Compost Applications Increase Water‐Stable Aggregates in Conventional and No‐Tillage Systems

Abstract

Agricultural practices that alter the soil organic matter (SOM) content are expected to cause changes in soil stability and aggregation. The objective of this study was to evaluate short‐term (<2 yr) changes in water‐stable aggregates (WSA) in a silt‐loam soil under different management regimes. The interactive effects of tillage (no‐till and conventional tillage), crop rotations (continuous corn, corn‐soybean rotation) and composted cattle manure applications [0, 15, 30, and 45 Mg (wet weight) ha−1] on WSA were assessed in a factorial (tillage × crop rotation) split plot (compost) experiment. The proportion of WSA >4 mm was greater in compost‐amended than unamended soils within 1 yr, and the mean weight diameter (MWD) of aggregates increased with increasing compost application rates.
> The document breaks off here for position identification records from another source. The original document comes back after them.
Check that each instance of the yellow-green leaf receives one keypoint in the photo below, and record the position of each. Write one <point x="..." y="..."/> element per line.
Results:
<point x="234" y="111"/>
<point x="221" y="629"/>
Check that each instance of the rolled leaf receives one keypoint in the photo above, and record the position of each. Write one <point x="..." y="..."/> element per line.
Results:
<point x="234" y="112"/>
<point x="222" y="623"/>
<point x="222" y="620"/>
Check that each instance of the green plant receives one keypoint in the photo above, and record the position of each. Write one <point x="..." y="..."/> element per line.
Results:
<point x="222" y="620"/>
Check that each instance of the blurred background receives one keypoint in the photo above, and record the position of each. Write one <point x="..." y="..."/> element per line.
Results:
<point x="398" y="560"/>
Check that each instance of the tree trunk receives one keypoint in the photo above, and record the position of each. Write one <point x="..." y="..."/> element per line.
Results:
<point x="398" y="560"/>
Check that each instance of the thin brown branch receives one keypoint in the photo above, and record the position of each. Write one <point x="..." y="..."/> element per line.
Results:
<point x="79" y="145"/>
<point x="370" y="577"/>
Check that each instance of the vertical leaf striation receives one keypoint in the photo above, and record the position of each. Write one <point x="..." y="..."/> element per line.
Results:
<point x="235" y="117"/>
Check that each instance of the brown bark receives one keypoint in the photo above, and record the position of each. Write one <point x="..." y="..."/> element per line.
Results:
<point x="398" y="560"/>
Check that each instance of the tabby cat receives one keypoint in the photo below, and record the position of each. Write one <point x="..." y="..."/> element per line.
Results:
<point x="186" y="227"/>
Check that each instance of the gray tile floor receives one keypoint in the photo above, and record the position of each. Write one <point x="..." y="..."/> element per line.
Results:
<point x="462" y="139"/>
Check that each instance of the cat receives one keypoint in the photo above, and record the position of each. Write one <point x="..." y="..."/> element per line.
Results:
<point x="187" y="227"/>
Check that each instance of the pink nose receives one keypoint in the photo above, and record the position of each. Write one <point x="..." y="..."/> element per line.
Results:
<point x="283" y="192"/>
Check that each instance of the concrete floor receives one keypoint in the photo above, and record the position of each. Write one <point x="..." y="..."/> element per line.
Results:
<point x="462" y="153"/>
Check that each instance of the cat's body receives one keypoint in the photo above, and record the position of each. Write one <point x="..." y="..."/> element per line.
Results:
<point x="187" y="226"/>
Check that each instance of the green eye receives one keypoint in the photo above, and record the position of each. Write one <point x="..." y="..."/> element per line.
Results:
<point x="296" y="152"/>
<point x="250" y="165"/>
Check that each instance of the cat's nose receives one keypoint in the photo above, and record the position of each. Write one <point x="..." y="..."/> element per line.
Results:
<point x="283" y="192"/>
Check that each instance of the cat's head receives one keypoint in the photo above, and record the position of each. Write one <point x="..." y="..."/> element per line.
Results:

By the second year of the study, no‐till soils under continuous corn and the soybean phase of the corn‐soybean rotation had more WSA >4 mm and a greater MWD than any crop rotation in conventionally tilled soils. Increasing the C input to soil increased the MWD of aggregates. The MWD of aggregates was related to the C content of soils under no‐till, but not conventional tillage, suggesting more physical stabilization of organic matter (OM) in no‐till than conventional tillage agroecosystems. Our findings indicate rapid improvements in aggregation of a silt‐loam in the first 2 yr after compost application and the adoption of no‐tillage practices.